Сейчас я в загородном доме друзей, пробуду здесь еще дня три-четыре. Впервые за десять лет — не считая случаев, когда я повреждал ногу, — мне не приходится ни танцевать, ни репетировать. Нужно побездельничать немного, перевести дух, я уже очень давно не делал этого. Друзья добры ко мне, компания замечательная. Возможно, я изменился, но если и так, то только к лучшему. Дураков я не перевариваю. Прежде всего, и это самое главное, изменился мой танец. Я построил на заложенном мной в Ленинграде фундаменте огромный театр. Мы с Фонтейн пользуемся потрясающим успехом. Последние годы были у нее очень трудными, не в малой мере и потому, что муж ее стал калекой. И все же, танцуя, Марго становится гением. Однажды я видел, как она спускалась на пуантах по ступеням собственного дома. Несмотря на ее возраст, она постоянно изумляет меня. Выходя на сцену, она забывает обо всем, мы с ней — два сапога пара. Мир тому свидетель.

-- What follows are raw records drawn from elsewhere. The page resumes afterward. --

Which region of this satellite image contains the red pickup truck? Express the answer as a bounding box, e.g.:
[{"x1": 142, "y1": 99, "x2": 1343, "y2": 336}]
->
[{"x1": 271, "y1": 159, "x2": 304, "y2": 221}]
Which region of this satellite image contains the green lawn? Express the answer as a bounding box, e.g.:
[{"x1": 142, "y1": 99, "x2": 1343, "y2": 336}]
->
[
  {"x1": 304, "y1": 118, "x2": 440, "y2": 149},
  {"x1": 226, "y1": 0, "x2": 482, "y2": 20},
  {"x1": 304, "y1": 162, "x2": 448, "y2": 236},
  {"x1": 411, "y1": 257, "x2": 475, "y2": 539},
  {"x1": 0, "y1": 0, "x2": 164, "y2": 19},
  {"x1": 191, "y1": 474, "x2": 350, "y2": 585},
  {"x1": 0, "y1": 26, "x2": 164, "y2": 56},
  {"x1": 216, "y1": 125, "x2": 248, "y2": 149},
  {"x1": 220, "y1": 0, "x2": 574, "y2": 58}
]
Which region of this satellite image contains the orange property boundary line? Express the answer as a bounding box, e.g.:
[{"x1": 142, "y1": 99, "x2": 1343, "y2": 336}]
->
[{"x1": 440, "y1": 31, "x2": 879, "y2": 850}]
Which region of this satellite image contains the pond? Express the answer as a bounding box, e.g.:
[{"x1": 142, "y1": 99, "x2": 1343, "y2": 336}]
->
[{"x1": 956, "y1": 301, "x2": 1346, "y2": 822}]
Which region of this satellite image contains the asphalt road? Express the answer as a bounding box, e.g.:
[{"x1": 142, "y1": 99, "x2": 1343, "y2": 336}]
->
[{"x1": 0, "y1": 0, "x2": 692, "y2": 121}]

До нынешнего времени я работал, не жалея себя, а мир сбирал с меня немалую дань, теперь надо набраться сил. За этим я сюда и приехал.
Земля здесь в основном плоская, хотя наш дом стоит в холмах. Отчасти все напоминает Крым. Мой друг заботится обо мне, готовит еду, принимает звонки, не подпускает ко мне репортеров. Услышав, что звонит телефон, я сразу думаю о маме. Надеюсь, она здорова. Иногда меня душит неодолимый гнев. Я бы рассказал о нем всему миру, но знаю, что тогда может случиться. Если я заговорю, ее только сильнее придавят.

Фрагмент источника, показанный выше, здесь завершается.